Ne var ki 15 Temmuz darbe teşebbüsü ile ülkemize yapılan küresel saldırı insanımızda büyük bir zihni dönüşüme kaynaklık etti. Bu ülkenin asil halkı, destansı bir direniş ortaya koydu ve saldırıyı püskürttü. Çevrilen olayların perde arkasını artık daha net görebiliyoruz.    

Ülkeyi toptan bir sömürü düzenine tabi kılma teşebbüsü olan 15 temuz darbesini püskürttük.  Şimdi ikinci raunda geçiyoruz.  Başkanlık sistemi ile nitelik seviyemizi yükseltecek, bünyemizi sağlamlaştıracak tedbirlere/reformlara sıra geliyor.
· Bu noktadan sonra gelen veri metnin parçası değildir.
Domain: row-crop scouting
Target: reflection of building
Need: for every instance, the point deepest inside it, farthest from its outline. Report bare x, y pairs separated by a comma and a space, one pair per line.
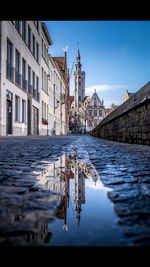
56, 178
79, 198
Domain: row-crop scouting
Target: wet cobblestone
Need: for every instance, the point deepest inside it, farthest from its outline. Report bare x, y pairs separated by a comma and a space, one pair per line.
25, 207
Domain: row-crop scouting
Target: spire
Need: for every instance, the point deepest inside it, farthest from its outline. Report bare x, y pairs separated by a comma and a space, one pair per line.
78, 54
78, 64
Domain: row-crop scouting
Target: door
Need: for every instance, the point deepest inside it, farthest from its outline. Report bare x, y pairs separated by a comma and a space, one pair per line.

Robotlaştıran Eğitimden Kurtulmanın Zamanı Geldi

Ülkemizde mevcut eğitim yapısı körü körüne şahsa bağlı olmayı ve bir mankurtlaşmayı destekliyor ve ortam oluşturuyorsa yapmamız gereken açıktır. İnsanları kendi aklının sahibi yapabilecek eğitimi ikame etmektir. Aksi halde Kur'an-ı Kerim’in “Allah aklını kullanmayanların üstüne pislik yağdırır” hakikatı hükmünü icra etmeye devam edecektir. Bilimde  ve teknolojide Batı'ya bağlılıktan kurtulmanın yolu   budur: İnsanları kendi aklının sahibi kılan ve kimlik kazandıran bir eğitimi hayata geçirmek..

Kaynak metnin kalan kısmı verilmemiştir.